SHOSTAKOVICH Piano Concertos
Anna Vinnitskaya not only plays the Concerto for piano, trumpet and strings with consummate agility and clarity, she also directs the very spruce-sounding Kremerata Baltica and the woodwind of the Dresden Staatskapelle. This is an achievement in itself, and caps should be doffed accordingly. Her playing is slightly softer-grained than some but that is no bad thing. The composer himself may have been more brittle in touch and more abandoned in phrasing, but a more level-headed approach brings out perfectly valid alternative shades of meaning.
Vinnitskaya’s booklet statement makes much of the importance of what lies behind the facade of the Second Concerto, a work she has apparently played from the age of 11. This is a truism, maybe, but reasonable enough. Again, her approach is poetically inflected without ever descending into slushiness, and she could never be accused of ugliness of tone or of using the piece as a vehicle for empty display. The only problem is that Alexander Melnikov, for one, has gone a good deal further in probing for subtext, and he does so with a wider range of touch, a stronger personal presence and, especially in the slow movement, greater imaginative daring. As for the fast movements, with Vinnitskaya the music glows; with Melnikov it ignites.

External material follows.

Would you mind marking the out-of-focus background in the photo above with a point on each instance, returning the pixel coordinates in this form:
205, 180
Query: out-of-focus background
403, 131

These days the two concertos alone would be regarded as seriously short measure. But what to put with them is not an easy choice. Two of Shostakovich’s pieces for two pianos are a perfectly reasonable offering and they are here dispatched with winning vivacity. It seems ungrateful to note that there would have been room for the early Suite, Op 6, as well; but in a crowded marketplace this would certainly have made for a stronger unique selling point.